何か言いかけた斎原を、そっと月沼さんが止めた。
「それで、どうしようかなと思って相談したんです。これ」
藤乃さんは足元にうずくまる炎のネコを指さした。ネコというより、ほとんどライオンくらいのサイズがある。
そのあごの下を平然と撫でてやっている。怖くないのだろうか。いやそれ以前に熱くないのかが不思議だ。
「ああ、触っても別に熱くはないですよ」
ネコの『あずきちゃん』はついには仰向けになってゴロゴロと喉を鳴らしている。
「じゃあ、ちょっと失礼して」
ぼくは手を伸ばしてその腹に触れる。
じゅ、と音がした。
「あ、熱いんだけど!」
火傷したような気がする。本当に指先が赤くなっているし。
文妖は人間の精神に影響を与える。そして精神は肉体に直結しているから、こんな事も普通に有り得るのだ。
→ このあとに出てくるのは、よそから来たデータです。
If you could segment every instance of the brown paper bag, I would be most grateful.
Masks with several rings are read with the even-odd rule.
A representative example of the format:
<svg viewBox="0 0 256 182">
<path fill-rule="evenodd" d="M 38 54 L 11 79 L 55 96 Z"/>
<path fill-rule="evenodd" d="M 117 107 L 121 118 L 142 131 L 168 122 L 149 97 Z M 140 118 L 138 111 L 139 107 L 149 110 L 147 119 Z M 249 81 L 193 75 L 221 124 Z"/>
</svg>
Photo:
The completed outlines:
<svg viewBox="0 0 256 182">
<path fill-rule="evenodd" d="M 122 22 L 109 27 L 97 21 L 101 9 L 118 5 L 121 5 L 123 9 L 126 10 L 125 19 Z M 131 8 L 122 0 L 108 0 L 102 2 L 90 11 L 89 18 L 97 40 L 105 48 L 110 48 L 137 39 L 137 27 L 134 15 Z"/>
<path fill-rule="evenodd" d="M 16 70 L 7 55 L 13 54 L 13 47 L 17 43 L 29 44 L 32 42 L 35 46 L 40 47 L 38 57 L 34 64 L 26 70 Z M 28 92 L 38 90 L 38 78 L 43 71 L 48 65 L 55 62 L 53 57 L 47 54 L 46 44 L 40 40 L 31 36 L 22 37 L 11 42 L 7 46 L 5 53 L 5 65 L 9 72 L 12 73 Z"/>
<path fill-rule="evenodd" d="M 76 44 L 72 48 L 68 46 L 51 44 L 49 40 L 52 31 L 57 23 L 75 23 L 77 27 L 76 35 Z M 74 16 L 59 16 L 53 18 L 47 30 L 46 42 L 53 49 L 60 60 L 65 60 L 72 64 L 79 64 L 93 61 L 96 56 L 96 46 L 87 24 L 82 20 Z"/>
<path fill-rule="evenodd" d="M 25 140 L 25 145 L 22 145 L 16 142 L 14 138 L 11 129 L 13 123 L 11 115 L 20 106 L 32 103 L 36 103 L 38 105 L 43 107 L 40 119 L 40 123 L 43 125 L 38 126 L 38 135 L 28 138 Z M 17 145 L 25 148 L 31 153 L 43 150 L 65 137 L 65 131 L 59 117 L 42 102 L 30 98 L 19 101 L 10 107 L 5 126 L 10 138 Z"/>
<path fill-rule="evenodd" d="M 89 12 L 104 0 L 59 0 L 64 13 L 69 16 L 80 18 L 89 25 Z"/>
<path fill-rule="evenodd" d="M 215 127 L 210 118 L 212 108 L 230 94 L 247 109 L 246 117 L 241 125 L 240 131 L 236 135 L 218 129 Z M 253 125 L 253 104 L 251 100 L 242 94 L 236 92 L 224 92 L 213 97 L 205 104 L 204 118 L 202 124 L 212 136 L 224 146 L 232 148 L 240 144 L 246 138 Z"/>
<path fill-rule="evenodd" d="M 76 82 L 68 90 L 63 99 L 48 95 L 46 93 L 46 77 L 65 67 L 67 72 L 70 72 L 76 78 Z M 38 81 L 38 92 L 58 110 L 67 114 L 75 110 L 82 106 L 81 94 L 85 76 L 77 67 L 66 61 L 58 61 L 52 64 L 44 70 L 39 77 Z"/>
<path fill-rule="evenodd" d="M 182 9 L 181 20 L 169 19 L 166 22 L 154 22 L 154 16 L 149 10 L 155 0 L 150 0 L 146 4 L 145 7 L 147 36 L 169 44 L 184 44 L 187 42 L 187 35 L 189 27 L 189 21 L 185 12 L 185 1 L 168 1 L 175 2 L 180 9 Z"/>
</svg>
「相変わらず馬鹿だね、かがりは。こんなもの熱いと思うから熱いんだよ。文妖を扱う際の基本でしょ」
そう言うと才原は『あずきちゃん』の太い前足を掴んだ。
「……!」
すぐに手を離す。
「ほ、ほら大丈夫でしょ。あ、熱くなんかないんだから」
「脂汗かいてるじゃないか」
「冷やした方が良くありませんか」
「大丈夫だって言ってるでしょ。でも、ちょっとトイレ行ってくる」
才原は右手を押えて、そそくさと図書館を出て行った。
「それはそうと。才原さんって埜地のことを?」
信じられないという顔で斎原が目をまん丸くした。皆で顔を寄せ、小声になる。
「だって埜地だよ。あいつのどこに惹かれる要素があるというの」
斎原、埜地を嫌い過ぎなんだけど。
「最近そんな雰囲気を出していらっしゃいましたよ、才原さん。埜地さんの方は、……うーん、まだよく分かりませんけれど」
月沼さんも少し困惑気味だ。
「もしかして、わたしと埜地さんが付き合ってると思ってたんですか」
藤乃さんが僕の方を見た。細い目に、少し責めるような色がある。
「いや、埜地とは限定してなかったけど。なんだか、二股とかそんな事を、斎原が言ってたし」
「さあ、何のことかしら。ねえ、月沼さん」
「はい会長代理。全然、心当たりがありませんよね」
本当に仲のいい二人だった。
☆
「別にいいんじゃない、図書館で飼えば」
頭を撫でようとして『あずきちゃん』に牙を剥かれた斎原は、少しふてた様子で言った。
「君依く……いや、図書館の主の座を賭けて、私の李徴さんと勝負しましょう」
なんだか僕の名前が出たような。
「そんな事、言ってません!」
「いやでも確かに……、あ、すみません。気のせいでした」
斎原の殺気を浴びて、記憶が戻りました。
藤乃さんは僕と斎原を見比べて、不敵に笑った。
「いいですよ。望むところです」
現れた巨大なトラ『李徴さん』と、紫炎のネコ『あずきちゃん』は僕を挟んで睨みあった。